MFTE Changes to Increase Affordability and Number of Rent Controlled Units in Some SEDUs

Home » MFTE Changes to Increase Affordability and Number of Rent Controlled Units in Some SEDUs

On Monday, the Full City Council approved a change to the Multifamily Housing Property Tax Exemption Program (MFTE) for developments of Small Efficiency Dwelling Unit (SEDUs), sometimes called Apodments or microhousing.

 
The MFTE program exempts property owners from paying a portion of their property tax when they agree to provide income-restricted units (what I call “setaside units”) below a particular Area Median Income (AMI), depending upon bedroom number, for a period of 12-years.

 
The primary purpose of the bill, proposed by Councilmember Clark, was to lower the rents that could be charged for the “setaside units.” The legislation set a maximum rental for the setaside units at $618/month, about $400 less a month in rent than what is currently required, and affordable to a 40% AMI renter.

 
I successfully included another important amendment to increase the number of setaside units. The MFTE program currently requires that 1 in 5 units be income-restricted. Over the years of the MFTE program’s existence, I have strived to make the MFTE program to include greater benefit to the public, see here, here, here, here, and here. The portion of the tax bill that the owner of an MFTE development gets to forgo is redistributed in each of our own tax bills. The tax still gets collected, but the regular taxpayer picks up the value of the exemption.
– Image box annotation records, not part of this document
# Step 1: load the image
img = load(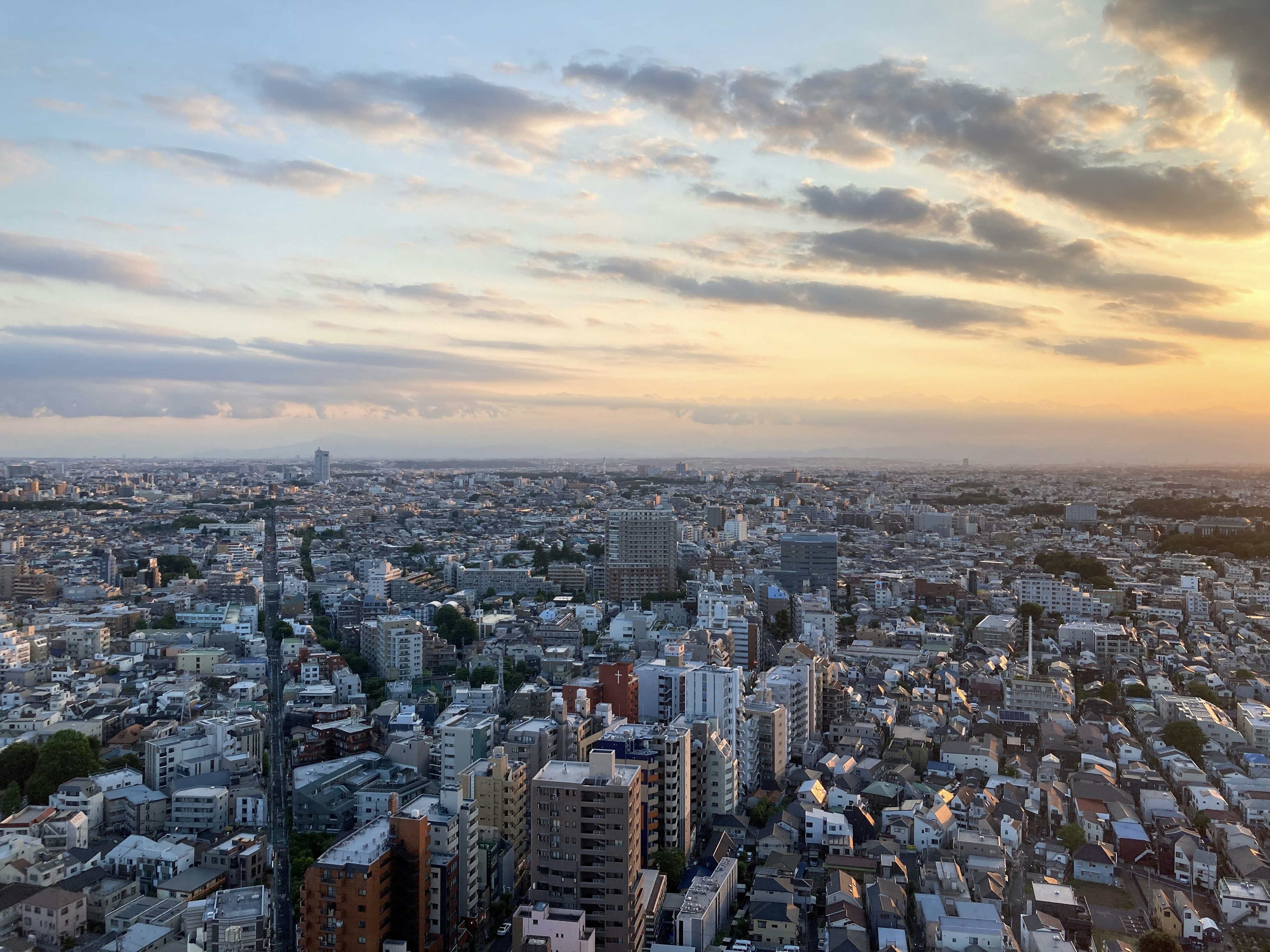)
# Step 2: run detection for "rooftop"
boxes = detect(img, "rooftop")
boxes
[203,886,269,922]
[318,816,389,866]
The bill passed unanimously, including my amendment to increase the number of income-restricted units in SEDU developments using MFTE to 1 in 4 units.

 
City Council will be reviewing additional program-wide changes to the MFTE later this year after receiving the Housing Affordability and Livability Agenda (HALA) committee recommendations. There are a number of other issues related to the MFTE program that I identified in Resolution 31494, sponsored by Chair Clark and I, and currently referred to CHAHSER. That resolution was spurred by a 2012 Audit that found:

  1. Most of the [MFTE Program’s] goals do not have associated performance measures and because there are no performance measures it is difficult to determine whether or when certain goals are being achieved; and
  2. It is not clear that the MFTE Program stimulates development and that as of 2010, more than 40% of the RTAs with 2024 residential growth targets had exceeded 50 percent of their growth targets with 14 years left to achieve the balance; and
  3. The City should consider whether stimulating construction is an appropriate MFTE program goal, which can be measured and assessed for compliance and whether it wants to limit the number of Residential Targeted Areas where MFTE housing can be built to areas that have made little progress in meeting their residential growth targets and could benefit from housing, economic development and revitalization.

 
I understand that these broader issues will be discussed at a later date after the Mayor and Council’s HALA Committee makes its recommendations in May. I look forward to that discussion.